Hi all!
Here’s my situation.
I forgot to upgrade my router in time, so it became a part of the botnet. I’ve just upgraded the routerOS and also add the rules in firewall for 80 and 8291 ports.
But my public IP assigned to the router is in the spam list. And I found out that there is the traffic in the output chain to the mail servers on destination port 25.
I’ve blocked it also in the firewall, but is it possible to remove my router completely from the spam botnet? Or output connections to the 25 port is caused by something else?
Thanks for any help
https://blog.mikrotik.com/security/winbox-vulnerability.html
- Use “Export” command to see all your configuration and inspect for any abnormalities, such as unknown SOCKS proxy settings and scripts.
“/ip socks
set enabled=yes port=4145”
this is the reason?
Yes 
so just disable it and that’s all, or smth more needed?)
thanks
Maybe, maybe not. You may post your config here (/export hide-sensitive) for review.
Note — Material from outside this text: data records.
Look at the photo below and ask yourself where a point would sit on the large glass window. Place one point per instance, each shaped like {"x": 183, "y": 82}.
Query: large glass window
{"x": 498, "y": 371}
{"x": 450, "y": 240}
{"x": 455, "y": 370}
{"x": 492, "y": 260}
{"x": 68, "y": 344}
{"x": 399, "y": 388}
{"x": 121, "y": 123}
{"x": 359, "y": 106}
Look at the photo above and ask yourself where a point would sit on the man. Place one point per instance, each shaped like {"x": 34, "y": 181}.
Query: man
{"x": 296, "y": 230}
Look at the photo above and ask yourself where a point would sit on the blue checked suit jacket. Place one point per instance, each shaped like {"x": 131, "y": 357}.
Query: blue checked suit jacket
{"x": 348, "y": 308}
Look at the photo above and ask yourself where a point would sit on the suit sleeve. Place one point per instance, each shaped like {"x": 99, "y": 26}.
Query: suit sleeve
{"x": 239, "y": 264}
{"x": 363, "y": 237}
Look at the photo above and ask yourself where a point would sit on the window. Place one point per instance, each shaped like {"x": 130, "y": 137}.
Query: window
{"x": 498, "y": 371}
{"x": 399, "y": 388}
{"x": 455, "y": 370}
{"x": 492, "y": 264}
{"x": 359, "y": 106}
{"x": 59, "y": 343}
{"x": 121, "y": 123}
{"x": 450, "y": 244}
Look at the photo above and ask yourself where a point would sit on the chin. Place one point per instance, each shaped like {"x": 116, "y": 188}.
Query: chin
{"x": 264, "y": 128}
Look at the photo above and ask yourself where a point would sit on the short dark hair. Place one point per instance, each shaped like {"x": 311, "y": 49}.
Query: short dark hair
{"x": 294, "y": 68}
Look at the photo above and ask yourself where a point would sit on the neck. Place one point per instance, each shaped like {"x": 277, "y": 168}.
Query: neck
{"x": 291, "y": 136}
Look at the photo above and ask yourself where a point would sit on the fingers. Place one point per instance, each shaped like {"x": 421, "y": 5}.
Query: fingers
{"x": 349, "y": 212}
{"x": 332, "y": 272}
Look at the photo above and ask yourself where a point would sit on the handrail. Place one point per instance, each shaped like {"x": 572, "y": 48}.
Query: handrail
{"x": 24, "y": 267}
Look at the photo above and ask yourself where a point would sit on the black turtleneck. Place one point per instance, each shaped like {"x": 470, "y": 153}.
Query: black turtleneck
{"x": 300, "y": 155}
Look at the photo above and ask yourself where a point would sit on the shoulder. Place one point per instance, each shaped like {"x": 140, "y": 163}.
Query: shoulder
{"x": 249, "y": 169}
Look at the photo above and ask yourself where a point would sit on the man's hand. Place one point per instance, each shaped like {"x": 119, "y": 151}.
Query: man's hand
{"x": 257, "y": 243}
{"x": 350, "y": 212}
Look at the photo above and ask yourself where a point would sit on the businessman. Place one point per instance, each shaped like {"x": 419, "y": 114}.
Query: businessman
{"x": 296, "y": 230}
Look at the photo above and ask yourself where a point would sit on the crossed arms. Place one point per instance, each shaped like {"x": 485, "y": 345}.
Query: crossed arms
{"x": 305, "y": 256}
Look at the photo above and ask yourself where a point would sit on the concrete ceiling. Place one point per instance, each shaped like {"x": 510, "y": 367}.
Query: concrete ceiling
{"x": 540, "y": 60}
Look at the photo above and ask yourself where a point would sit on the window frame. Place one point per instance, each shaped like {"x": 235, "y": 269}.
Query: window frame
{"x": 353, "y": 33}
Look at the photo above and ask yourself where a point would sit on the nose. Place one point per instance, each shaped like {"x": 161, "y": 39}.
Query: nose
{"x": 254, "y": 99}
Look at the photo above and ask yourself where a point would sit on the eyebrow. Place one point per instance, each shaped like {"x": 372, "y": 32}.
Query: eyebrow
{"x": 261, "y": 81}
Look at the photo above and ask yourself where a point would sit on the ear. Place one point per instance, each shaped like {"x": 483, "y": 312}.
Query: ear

Maybe. If you haven’t changed the credentials (all of them) for the router, then an attacker still has your user list. If you disable your firewall rules preventing access from the internet, they’ll log in again and set it up again.
It’s possible there are other issues that haven’t been greatly publicized yet. Perhaps you have a script that has been tampered with to reverse SSH tunnel back to a C&C server. I doubt it, but it is impossible to say.
What I’m getting at is best practice is to wipe the router and install a fresh known-good config on it.